As the two Koreas announced an August date for a reunion of families separated for more than 60 years since the Korean War, American officials said they are beginning the process to bring home the remains of U.S. soldiers listed as missing since the fighting stopped in 1953.
The military moved “100 wooden temporary transit cases” to the Joint Security Area near the South Korean border on Saturday “so that we are ready to receive remains and be able to transport them in a dignified manner,” the U.N. Command’s public affairs office said, according to Stars and Stripes.
It was also sending 158 metal temporary transfer cases that could be used to hoid remains, the command said.

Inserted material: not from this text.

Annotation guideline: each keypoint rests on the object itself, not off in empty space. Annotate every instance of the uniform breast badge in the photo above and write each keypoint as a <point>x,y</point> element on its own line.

The U.S. military sent 100 wooden coffins to the border with North Korea on Saturday to prepare for return of war dead remains https://t.co/tS5Y8WHv97
— Stars and Stripes (@starsandstripes) June 23, 2018
“We’re anticipating around 200 to 250 remains and so that is what we’re preparing for. It could happen any second and we are getting ready for that,” NBC reported a spokesman it did not name as saying.
The spokesman said remains will be moved in a “dignified manner.”
“We owe a profound debt of gratitude to U.S. service members who gave their lives in service to their country and we are working diligently to bring them home,” said Army Col. Chad Carroll, a spokesman for United States Forces Korea, according to the Los Angeles Times.
Recovery of American remains was agreed to during the June 12 summit between North Korea’s Kim Jong Un and President Donald Trump.
More than 36,000 U.S. troops died in the Korean War. When the armistice was declared to halt the fighting, 7,702 Americans had been reported missing in action, with about 5,300 missing in North Korea, the Defense POW/MIA Accounting Agency said.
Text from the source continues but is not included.